| ![EEW logo](https://github.com/edgi-govdata-archiving/EEW-Image-Assets/blob/master/Jupyter%20instructions/eew.jpg?raw=true) | ![EDGI logo](https://github.com/edgi-govdata-archiving/EEW-Image-Assets/blob/master/Jupyter%20instructions/edgi.png?raw=true) |
|---|---|

#### This notebook is licensed under GPL 3.0. Please visit our Github repo for more information: https://github.com/edgi-govdata-archiving/ECHO-COVID19
#### The notebook was collaboratively authored by EDGI following our authorship protocol: https://docs.google.com/document/d/1CtDN5ZZ4Zv70fHiBTmWkDJ9mswEipX6eCYrwicP66Xw/
#### For more information about this project, visit https://www.environmentalenforcementwatch.org/

# Examining Data from Multiple EPA Programs

This notebook examines data from the EPA's Enforcement and Compliance History Online (ECHO) database (https://echo.epa.gov/). It includes information from EPA's programs covering air quality (the Clean Air Act, or CAA), water quality (the Clean Water Act, or CWA), and hazardous and other waste processing (the Resource Recovery and Conservation Act, or RCRA). 
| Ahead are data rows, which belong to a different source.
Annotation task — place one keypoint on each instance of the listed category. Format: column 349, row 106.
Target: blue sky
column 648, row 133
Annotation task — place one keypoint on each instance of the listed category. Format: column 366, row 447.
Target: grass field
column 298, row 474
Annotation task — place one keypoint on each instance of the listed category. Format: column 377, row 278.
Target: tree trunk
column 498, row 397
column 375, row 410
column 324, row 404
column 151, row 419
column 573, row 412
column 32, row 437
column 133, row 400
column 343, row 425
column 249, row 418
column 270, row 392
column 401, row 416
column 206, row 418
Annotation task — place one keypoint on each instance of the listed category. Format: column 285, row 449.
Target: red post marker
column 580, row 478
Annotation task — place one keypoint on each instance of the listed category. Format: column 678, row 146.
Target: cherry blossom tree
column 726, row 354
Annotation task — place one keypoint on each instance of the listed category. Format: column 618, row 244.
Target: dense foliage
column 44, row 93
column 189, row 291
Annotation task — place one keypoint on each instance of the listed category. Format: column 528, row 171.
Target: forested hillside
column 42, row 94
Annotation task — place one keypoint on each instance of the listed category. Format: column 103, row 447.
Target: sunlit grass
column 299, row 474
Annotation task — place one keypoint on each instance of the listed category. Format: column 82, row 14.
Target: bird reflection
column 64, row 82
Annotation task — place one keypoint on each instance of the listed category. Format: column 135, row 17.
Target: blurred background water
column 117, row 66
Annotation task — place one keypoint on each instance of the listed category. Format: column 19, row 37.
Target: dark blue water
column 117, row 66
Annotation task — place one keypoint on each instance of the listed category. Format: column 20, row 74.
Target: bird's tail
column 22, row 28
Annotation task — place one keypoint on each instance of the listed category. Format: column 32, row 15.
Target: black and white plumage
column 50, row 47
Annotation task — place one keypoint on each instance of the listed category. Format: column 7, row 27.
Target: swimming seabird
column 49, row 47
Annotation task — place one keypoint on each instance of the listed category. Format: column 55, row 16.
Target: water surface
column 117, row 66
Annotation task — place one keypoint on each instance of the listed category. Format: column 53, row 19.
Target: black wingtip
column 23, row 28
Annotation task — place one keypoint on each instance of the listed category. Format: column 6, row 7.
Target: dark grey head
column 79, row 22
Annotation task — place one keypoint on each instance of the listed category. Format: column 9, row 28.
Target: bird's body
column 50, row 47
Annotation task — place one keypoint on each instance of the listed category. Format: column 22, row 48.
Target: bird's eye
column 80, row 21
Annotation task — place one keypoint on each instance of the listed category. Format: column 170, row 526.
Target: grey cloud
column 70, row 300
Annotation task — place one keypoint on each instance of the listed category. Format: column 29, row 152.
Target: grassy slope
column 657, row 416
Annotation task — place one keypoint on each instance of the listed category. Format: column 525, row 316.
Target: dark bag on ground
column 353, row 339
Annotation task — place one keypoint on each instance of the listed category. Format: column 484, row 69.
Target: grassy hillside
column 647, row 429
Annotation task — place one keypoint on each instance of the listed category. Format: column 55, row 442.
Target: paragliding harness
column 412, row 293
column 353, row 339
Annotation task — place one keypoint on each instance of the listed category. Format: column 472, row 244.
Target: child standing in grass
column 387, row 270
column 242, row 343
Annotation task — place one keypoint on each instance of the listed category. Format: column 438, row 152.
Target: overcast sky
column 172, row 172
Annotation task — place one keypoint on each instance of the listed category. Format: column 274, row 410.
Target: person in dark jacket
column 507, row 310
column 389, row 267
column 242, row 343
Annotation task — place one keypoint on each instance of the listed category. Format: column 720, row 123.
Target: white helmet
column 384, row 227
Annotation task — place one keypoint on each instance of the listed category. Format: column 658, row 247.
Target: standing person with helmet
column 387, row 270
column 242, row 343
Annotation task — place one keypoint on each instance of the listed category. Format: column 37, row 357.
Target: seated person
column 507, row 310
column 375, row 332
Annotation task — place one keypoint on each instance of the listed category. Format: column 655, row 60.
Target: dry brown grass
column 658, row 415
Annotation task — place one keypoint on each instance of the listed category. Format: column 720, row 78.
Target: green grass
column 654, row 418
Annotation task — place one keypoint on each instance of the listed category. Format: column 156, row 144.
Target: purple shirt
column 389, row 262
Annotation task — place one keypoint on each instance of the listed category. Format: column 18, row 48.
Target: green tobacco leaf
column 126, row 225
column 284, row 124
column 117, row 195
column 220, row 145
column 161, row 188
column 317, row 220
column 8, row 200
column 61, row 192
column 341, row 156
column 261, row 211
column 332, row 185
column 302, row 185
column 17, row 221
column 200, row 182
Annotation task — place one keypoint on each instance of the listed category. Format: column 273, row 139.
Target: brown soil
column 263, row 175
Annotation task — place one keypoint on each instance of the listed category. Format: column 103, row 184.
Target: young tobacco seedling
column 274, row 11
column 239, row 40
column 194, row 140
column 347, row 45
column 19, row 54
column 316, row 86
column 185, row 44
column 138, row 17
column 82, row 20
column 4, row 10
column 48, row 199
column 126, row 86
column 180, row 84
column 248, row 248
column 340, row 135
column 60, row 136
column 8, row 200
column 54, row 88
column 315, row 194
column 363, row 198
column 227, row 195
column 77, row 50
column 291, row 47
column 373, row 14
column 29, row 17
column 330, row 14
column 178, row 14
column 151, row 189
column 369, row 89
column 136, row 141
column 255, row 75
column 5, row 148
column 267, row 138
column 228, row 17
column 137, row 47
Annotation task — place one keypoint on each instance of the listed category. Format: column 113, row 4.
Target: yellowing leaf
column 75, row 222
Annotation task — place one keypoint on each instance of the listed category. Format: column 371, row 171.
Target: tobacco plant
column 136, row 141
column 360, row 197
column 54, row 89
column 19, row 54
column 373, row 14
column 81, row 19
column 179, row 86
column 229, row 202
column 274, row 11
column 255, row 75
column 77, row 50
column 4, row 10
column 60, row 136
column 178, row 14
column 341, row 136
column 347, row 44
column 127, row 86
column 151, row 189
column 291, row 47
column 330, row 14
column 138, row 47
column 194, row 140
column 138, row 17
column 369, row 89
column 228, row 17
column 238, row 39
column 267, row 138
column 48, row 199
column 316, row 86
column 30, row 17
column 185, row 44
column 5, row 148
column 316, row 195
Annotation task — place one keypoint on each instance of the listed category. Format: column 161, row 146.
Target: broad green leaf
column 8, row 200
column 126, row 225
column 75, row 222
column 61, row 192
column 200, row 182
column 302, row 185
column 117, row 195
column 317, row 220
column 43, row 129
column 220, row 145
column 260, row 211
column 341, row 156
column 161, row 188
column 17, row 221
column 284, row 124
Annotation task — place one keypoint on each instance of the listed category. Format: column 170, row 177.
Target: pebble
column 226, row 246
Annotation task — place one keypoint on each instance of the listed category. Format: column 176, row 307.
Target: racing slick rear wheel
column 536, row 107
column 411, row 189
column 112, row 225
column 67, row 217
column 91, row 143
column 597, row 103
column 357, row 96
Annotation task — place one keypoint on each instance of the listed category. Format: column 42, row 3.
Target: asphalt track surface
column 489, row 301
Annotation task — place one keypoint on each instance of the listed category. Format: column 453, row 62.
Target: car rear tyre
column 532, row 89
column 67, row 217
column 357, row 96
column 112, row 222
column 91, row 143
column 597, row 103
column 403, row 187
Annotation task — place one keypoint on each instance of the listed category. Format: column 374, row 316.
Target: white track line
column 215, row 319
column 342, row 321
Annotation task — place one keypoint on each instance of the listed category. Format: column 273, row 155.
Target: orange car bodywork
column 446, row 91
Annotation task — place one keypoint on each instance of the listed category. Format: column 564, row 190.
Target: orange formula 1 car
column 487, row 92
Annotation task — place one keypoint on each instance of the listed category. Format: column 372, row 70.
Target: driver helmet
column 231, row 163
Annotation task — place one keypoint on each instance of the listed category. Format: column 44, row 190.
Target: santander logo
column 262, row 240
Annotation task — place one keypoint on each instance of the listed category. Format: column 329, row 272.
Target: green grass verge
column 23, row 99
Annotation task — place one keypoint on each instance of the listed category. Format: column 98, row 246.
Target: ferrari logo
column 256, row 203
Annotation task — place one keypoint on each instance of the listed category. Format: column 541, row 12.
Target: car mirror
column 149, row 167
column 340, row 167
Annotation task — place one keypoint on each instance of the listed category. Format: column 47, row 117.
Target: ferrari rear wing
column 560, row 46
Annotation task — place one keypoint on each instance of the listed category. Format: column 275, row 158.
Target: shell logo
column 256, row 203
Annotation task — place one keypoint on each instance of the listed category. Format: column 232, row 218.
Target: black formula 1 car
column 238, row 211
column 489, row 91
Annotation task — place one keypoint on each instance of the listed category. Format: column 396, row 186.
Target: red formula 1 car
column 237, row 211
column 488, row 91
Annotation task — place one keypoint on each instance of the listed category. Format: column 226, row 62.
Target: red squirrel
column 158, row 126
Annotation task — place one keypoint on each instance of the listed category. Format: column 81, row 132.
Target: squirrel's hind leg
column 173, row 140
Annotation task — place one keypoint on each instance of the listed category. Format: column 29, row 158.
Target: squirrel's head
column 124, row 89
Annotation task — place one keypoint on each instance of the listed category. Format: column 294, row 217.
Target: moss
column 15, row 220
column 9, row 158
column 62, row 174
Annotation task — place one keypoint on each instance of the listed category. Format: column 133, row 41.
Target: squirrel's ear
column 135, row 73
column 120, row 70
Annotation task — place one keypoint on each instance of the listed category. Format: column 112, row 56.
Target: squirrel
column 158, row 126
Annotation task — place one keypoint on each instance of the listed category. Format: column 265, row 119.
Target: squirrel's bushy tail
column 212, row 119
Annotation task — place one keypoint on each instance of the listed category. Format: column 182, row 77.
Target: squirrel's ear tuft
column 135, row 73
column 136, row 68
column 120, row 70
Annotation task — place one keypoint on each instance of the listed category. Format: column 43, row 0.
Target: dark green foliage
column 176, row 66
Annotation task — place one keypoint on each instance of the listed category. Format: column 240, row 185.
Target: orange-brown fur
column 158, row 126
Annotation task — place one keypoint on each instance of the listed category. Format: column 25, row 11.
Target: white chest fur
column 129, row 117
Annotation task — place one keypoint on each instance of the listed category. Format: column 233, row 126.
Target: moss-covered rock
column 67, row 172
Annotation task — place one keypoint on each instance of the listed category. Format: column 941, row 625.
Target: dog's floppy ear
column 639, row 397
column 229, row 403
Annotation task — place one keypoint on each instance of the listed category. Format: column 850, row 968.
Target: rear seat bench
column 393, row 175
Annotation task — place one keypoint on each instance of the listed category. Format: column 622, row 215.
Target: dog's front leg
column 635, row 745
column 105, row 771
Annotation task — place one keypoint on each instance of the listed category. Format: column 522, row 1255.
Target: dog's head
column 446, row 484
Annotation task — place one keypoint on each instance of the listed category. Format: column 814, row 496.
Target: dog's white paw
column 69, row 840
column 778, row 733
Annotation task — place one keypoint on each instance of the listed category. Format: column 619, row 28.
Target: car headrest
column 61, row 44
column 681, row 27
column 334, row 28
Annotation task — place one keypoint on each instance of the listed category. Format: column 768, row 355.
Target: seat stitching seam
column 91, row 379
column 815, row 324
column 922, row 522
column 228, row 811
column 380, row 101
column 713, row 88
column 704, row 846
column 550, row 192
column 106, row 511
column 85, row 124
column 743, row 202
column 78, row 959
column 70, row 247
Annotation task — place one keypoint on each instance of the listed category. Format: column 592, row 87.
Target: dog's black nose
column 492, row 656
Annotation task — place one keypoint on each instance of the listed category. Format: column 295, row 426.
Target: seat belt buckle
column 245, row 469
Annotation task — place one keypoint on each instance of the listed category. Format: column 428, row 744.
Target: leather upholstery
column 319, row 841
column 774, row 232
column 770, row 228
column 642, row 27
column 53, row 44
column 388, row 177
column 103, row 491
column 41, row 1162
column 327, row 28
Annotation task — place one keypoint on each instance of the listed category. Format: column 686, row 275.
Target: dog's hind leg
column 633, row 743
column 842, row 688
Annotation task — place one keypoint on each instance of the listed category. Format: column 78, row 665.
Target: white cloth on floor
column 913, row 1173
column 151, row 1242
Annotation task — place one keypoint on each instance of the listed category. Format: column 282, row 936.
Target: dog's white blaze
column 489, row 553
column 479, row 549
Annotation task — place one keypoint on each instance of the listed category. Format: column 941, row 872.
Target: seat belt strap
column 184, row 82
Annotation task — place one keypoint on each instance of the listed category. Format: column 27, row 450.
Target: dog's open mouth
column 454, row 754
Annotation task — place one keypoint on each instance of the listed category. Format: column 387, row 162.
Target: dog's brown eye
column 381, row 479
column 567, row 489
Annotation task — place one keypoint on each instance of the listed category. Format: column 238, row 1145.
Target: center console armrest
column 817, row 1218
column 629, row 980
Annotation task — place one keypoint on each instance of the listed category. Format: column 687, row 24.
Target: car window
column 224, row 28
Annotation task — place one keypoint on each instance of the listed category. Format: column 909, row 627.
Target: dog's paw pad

ECHO data is available for facility violations as well as inspections and enforcement actions by EPA, state and other agencies. The data made accessible here runs from the present day (the database is refreshed weekly) back to 2001, which is when the EPA believes the data to be most reliable. The notebook can be run to produce data for multiple Congressional Districts and states of your choosing. 

## How to Run
* A "cell" in a Jupyter notebook is a block of code performing a set of actions making available or using specific data.  The notebook works by running one cell after another, as the notebook user selects offered options.
* If you click on a gray **code** cell, a little “play button” arrow appears on the left. If you click the play button, it will run the code in that cell (“**running** a cell”). The button will animate. When the animation stops, the cell has finished running.
![Where to click to run the cell](https://github.com/edgi-govdata-archiving/EEW-Image-Assets/blob/master/Jupyter%20instructions/pressplay.JPG?raw=true)
* You may get a warning that the notebook was not authored by Google. We know, we authored them! It’s okay. Click “Run Anyway” to continue. 
![Error Message](https://github.com/edgi-govdata-archiving/EEW-Image-Assets/blob/master/Jupyter%20instructions/warning-message.JPG?raw=true)
* **It is important to run cells in order because they depend on each other.**
* Run all of the cells in a Notebook to make a complete report. Please feel free to look at and **learn about each result as you create it**!

---

# **Let's begin!**

Hover over the "[ ]" on the top left corner of the cell below and you should see a "play" button appear. Click on it to run the cell then move to the next one.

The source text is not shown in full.